Quoi qu’il en soit, la partie civile estime, au regard des pièces contenues dans le dossier, avoir les éléments nécessaires qui font état de la culpabilité avérée de l’ex-chef d’état-major particulier de la présidence du Faso. De l’attentat à la sûreté de l’Etat à la trahison, en passant par les meurtres, coups et blessures volontaires et l’incitation à commettre des actes contraires au devoir et à la discipline, Me Séraphin Somé et ses pairs sont convaincus que le général de brigade n’est pas blanc comme neige dans cette affaire. Toutefois, ils n’ont pas manqué de dire leur déception du comportement de l’accusé qui, comme Pilate, se lave les mains de ce qui est arrivé dans l’après-midi du mercredi 16 septembre 2015 au Conseil des ministres. « En tant que général, nous croyons qu’il allait reconnaître les faits, expliquer, demander pardon et dire d’excuser les petits, car c’est qui lui qui les y a entraînés. Pour moi, il ne s’est pas défendu, où il ne pouvait pas se défendre », a regretté Me Séraphin Somé. Mais pour le président du CND, n’en déplaise à la partie civile, il n’a fait que relater les évènements tels qu’il les a vécus et ressentis. « Ils (les avocats de la partie civile) ne peuvent pas concevoir que le général dise autre chose. Ils veulent que je vienne dire ce qu’ils ont dans la tête. J’ai dit ce que j’ai fait. Ce que je n’ai pas fait, je ne vais pas le dire », a rétorqué l’officier supérieur face à cette observation de la partie civile. Et son conseil Me Olivier Yelkouni Olivier d’ajouter : « Ce qu’il faut retenir, c’est que le général a cité les actes qu’il a accomplis, qu’il a eu à poser. Il a par exemple reconnu que c’est lui qui a fait lire la déclaration du CND. Si ces actes se trouvent qualifiés d’infraction pénale, il en assume la responsabilité. Voilà sa position. Ce qu’il n’a pas posé comme acte, on ne peut pas diend 3l’obliger quand même à assumer cela… On peut plaider coupable et à la fin être acquitté, ou bien plaider non coupable et être condamné ».

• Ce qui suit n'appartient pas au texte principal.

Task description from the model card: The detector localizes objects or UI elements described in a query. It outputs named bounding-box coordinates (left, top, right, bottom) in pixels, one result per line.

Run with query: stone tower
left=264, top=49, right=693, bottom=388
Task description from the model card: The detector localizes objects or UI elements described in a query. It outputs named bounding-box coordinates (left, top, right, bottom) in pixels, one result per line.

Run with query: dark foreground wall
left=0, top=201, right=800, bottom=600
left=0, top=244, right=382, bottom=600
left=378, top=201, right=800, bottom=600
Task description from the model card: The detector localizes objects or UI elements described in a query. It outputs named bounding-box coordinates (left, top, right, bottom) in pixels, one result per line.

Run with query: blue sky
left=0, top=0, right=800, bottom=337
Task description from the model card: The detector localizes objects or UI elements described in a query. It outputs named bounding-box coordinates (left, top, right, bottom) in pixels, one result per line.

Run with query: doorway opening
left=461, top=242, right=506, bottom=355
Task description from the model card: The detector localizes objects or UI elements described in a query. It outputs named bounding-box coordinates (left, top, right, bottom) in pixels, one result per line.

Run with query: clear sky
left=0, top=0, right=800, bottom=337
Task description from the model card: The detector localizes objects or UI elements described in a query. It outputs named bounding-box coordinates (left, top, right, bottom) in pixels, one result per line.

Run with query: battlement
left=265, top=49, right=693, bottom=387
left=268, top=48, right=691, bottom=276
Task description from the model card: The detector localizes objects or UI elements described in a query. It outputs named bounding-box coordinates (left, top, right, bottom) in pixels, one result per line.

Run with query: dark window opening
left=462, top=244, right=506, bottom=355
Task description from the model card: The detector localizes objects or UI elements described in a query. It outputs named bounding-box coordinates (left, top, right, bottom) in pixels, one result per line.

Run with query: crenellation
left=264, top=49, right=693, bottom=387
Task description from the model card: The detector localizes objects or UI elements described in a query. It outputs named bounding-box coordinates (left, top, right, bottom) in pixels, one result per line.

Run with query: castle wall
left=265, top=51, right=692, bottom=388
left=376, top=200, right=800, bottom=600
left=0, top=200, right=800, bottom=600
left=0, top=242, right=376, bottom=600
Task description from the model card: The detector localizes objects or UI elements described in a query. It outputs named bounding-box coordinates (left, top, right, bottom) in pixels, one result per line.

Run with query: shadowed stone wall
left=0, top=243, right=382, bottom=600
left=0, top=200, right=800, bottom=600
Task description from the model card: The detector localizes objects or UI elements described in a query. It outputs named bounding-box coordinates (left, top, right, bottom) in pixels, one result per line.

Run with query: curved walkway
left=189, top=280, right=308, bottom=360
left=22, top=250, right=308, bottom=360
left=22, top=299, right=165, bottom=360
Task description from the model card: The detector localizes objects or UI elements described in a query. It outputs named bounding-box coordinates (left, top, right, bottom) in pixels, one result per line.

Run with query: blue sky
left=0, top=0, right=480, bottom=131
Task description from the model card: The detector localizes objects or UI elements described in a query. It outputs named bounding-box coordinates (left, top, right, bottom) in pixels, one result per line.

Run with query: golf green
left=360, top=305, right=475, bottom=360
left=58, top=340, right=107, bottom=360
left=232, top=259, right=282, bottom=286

Inexorablement, cet interrogatoire fleuve du présumé cerveau du coup d’Etat de septembre 2015 est en train de se refermer. Après lui, un autre général sera face au juge Seydou Ouédraogo et à ses pairs. Il s’agit du général Djibril Bassolé, qui est inculpé notamment pour des appels téléphoniques avec Guillaume Soro, président de l’Assemblée nationale ivoirienne, tendant à consolider le coup de force perpétré, selon l’instruction, par Gilbert Diendéré et ses hommes.